I have to assume that, of all the events in my life, this has to be the one that's had the most impact on me (How much of an impact it has or hasn't had continues to be a question in my mind).

The biggest good fortune of my early life has to be that I ended up with my first foster mother, Lydia DeHaven.

It's no longer really clear in my mind who she was, or for that matter, who I was while I was with her, but I've always had the memory of her being very loving, very forgiving, and I've always felt like I owed more to her than any other person on Earth. The most important person in my life, the only "Mother" I've ever had, and probably the reason I'm still here.

So it follows that the most traumatic event after that (And really, still rating as the worst thing that's ever happened to me that I actually remember) was when I was taken away from Mrs DeHaven, under the pretext of going "on vacation" (I'm not really sure of the timeline here, but it was still the sixties. I'm guessing '67 or '68).

It was devestating, and to this day, I don't know exactly what happened or why (Was I given up by Mrs DeHaven, or taken away by the Welfare Department?). I just remember it as the first time I cried till I couldn't cry anymore.

(Recently, it struck me that, as near as I can recall, no one ever talked to me about what had happened. No one counseled me through my grief. Basically, I was on my own there.)

When I think of things that mattered to me back then, I think, of course, of toys--GI Joes, a "Matchbox City" (A briefcase that opened up into pop-up building and roads you could drive your Matchbox cars around on), Rock'em, Sock'em Robots, and a battery operated dinosaur (I can't remember, of me and my older foster brother David, who had the triceratops and who had the tyrannosaurus)--and I think of comic books.
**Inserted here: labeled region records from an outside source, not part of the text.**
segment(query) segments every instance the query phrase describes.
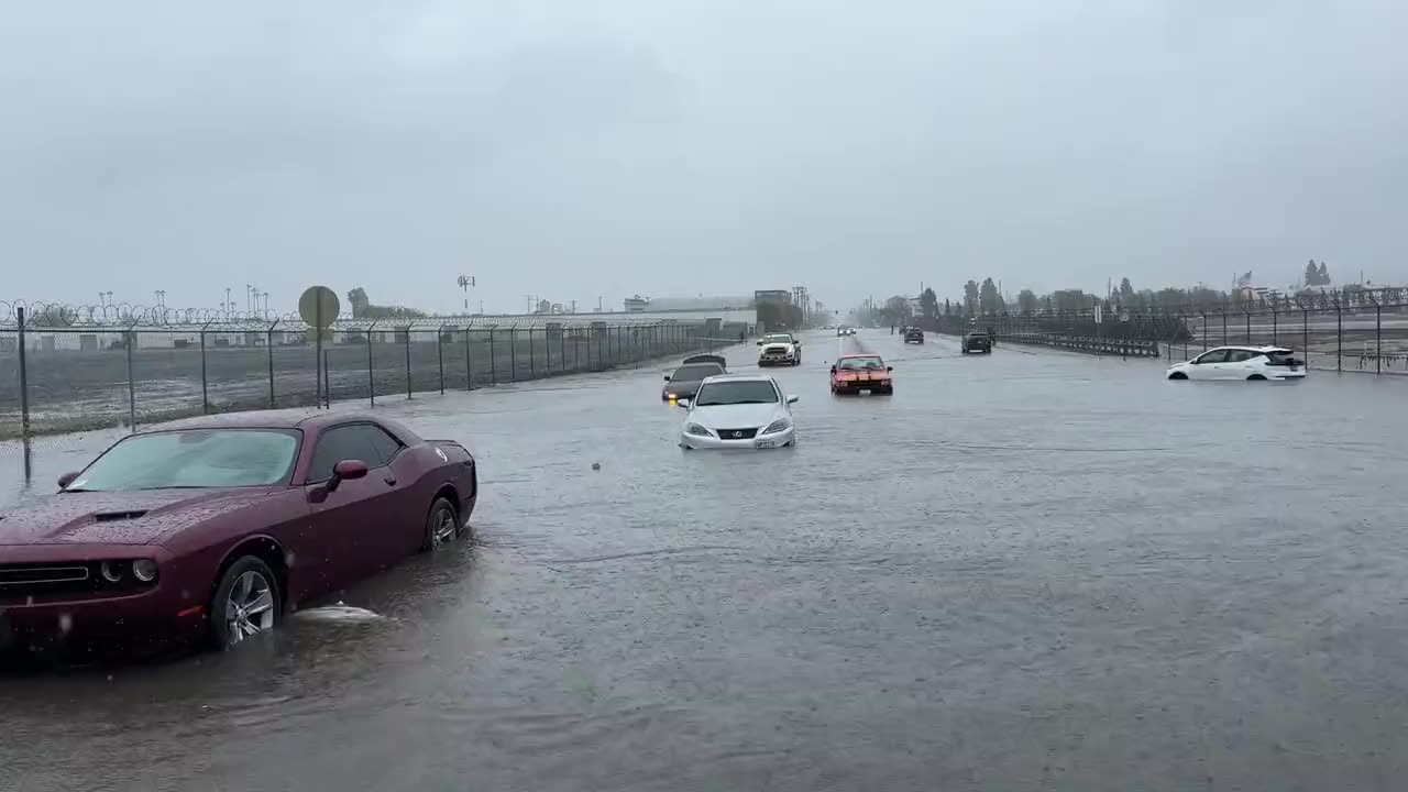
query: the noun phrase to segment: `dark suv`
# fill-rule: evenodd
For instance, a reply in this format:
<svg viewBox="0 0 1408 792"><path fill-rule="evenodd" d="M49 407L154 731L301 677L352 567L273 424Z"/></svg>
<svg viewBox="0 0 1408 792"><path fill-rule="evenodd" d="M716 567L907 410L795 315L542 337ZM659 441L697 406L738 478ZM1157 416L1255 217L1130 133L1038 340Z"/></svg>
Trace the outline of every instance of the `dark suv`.
<svg viewBox="0 0 1408 792"><path fill-rule="evenodd" d="M963 337L963 354L969 352L993 352L993 337L987 333L969 333Z"/></svg>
(A story I've often told about summer camp was the time when a camp counselor threw my comic books in the campfire. Now that I think about it, that was probably the start of my indifference/antipathy to "nature".)

I don't think it's too hard to understand why I found Batman and Superman so compelling; Both orphans, both powerful, like I wished I could be. I had lots of comics--before the tragic "summer camp episode" anyway--and when I got my tonsils taken out, I remember getting a Halloween-style "Batman" costume for a present (Along with two "Batman" rings, those kind of kids rings where the picture changes when you move them around).

I remember having a "life sized" picture of Bela Lugosi as "Dracula" on my bedroom door as a child. The eyes glowed in the dark, and sometimes scared the crap out of me!

In a letter Sallye Heffle wrote to me as an adult, she said that one of her memories of David and me was how much we loved to play "Monsters".

That, and her description of me as being "able to smile one minute, then burn a hole through someone with your eyes the next", was particularly interesting to me; All children like to playact, I imagine, but the combination of imagination and intensity makes it sound like the actor in me was in evidence at a very early age.